Entrando, à direita, o consultório da psicanalista Eugênia Turenko, mulher do poeta Anibal Beça. Entrei naquele consultório uma única vez. De cara senti a força da presença de Eugênia dominando o ambiente. “Uma rainha, pensei, em seu castelo”.
A meia-luz foi aos poucos revelando cores e objetos. Em determinado momento abaixei o olhar e me emocionei: Eugênia havia posto em destaque, em uma mesinha, caixinhas de cerâmica feitas por mim. “Foi o Nibito que me deu de presente”.
A casa se projeta para baixo, de forma que ao nível da rua ficava o consultório e um pequeno hall onde os pacientes esperavam para ser atendidos. A pedido de Eugênia preparei um pequeno canteiro feito com lírios da paz em vasos sobre pedras.

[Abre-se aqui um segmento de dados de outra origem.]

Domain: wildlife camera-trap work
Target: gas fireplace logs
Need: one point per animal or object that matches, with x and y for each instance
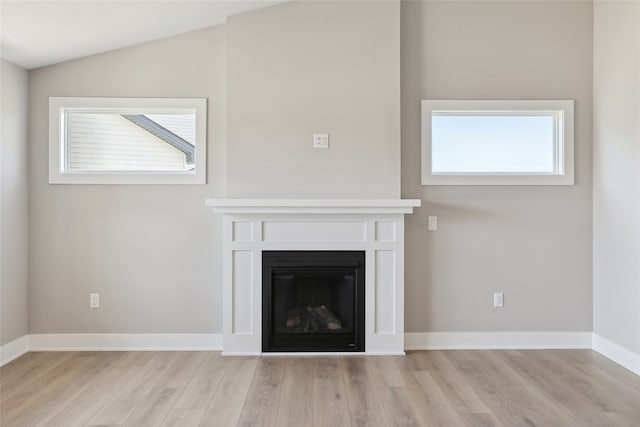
(305, 318)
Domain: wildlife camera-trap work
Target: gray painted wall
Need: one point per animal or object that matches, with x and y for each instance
(14, 91)
(616, 179)
(314, 67)
(532, 243)
(149, 250)
(152, 251)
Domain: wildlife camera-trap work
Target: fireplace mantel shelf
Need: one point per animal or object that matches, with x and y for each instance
(252, 226)
(292, 206)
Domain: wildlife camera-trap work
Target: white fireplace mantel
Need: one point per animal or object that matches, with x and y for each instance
(373, 226)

Descendo, uma rampa leva a dois amplos espaços.
Num deles, grandes chaises-longues amarelas, uma mesa com tampo de vidro e cadeiras de ferro e vime. As paredes estão cobertas inteiramente por grandes telas, entre as quais a mais impressionante de todas, de Van Pereira, em tons dramáticos de amarelos e marrons.

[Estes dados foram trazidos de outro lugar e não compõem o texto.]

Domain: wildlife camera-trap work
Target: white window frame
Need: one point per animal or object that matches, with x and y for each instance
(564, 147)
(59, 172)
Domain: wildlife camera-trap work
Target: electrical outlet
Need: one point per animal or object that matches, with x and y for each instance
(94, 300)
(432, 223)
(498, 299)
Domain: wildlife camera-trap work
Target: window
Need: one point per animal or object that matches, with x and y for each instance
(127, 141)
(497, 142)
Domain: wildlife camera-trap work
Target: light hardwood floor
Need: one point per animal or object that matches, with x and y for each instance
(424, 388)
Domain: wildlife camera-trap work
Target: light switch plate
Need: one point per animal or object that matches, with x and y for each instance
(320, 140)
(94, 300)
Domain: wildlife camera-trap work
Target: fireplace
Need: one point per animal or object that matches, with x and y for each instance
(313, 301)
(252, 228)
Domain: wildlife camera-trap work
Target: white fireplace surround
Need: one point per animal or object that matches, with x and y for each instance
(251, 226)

Dali divisa-se a piscina onde o vento balança o trapézio usado para as sessões de hidroginástica de Eugênia. Um pátio de pedras leva ao jardim por onde ela guiava os amigos para exibir orquídeas, bromélias e árvores frutíferas.
Aos sábados pela manhã, quando a visitava, ela me levava para passear no jardim e me contava as novidades das plantas. Algumas haviam morrido, outras estavam floridas, outras precisavam de poda, outras estavam cheias de frutos... dizia, acelerando a cadeira de rodas com o Cedê ou a Filuca olhando tudo de dentro de uma cestinha.
Ao lado da primeira sala, o espaço prossegue em abertura até a sala de jantar, onde uma mesa se oferecia para até oito amigos sentarem. De uma das cabeceiras Eugênia me ensinou a fazer o autêntico “strogonoff”, com direito a degustação. Sobre aquela mesa comi carneiro, porco e até um arrozinho simples com cenoura que ela mandou fazer na hora, porque eu estava doente.
Os cachorrinhos ficavam ao lado da mesa, à espera dos pedacinhos de comida que ela lhes dava no seu próprio garfo. A primeira vez que vi aquilo me atrevi a fazer um comentário. Eugênia fingiu-se ofendida e me veio com esta: “se duvidar eles são mais sadios do que muita gente!”...
Encostada à parede, uma cristaleira exibe peças avulsas de louças e porcelanas trazidas da Croácia para o trópico úmido na bagagem da elegante e enigmática Dona Ana (mãe da Eugênia), lembrava a doce infância e os antigos tempos.
A sala dá para um pátio a céu aberto, revestido de tijolos aparentes intercalados de orquídeas, bromélias e hera. Ali se reuniam os amigos à espera do jantar e depois dele, esticando conversas. Esse pátio me lembra os réveillons do casal, para os quais tinha um convite “permanente”.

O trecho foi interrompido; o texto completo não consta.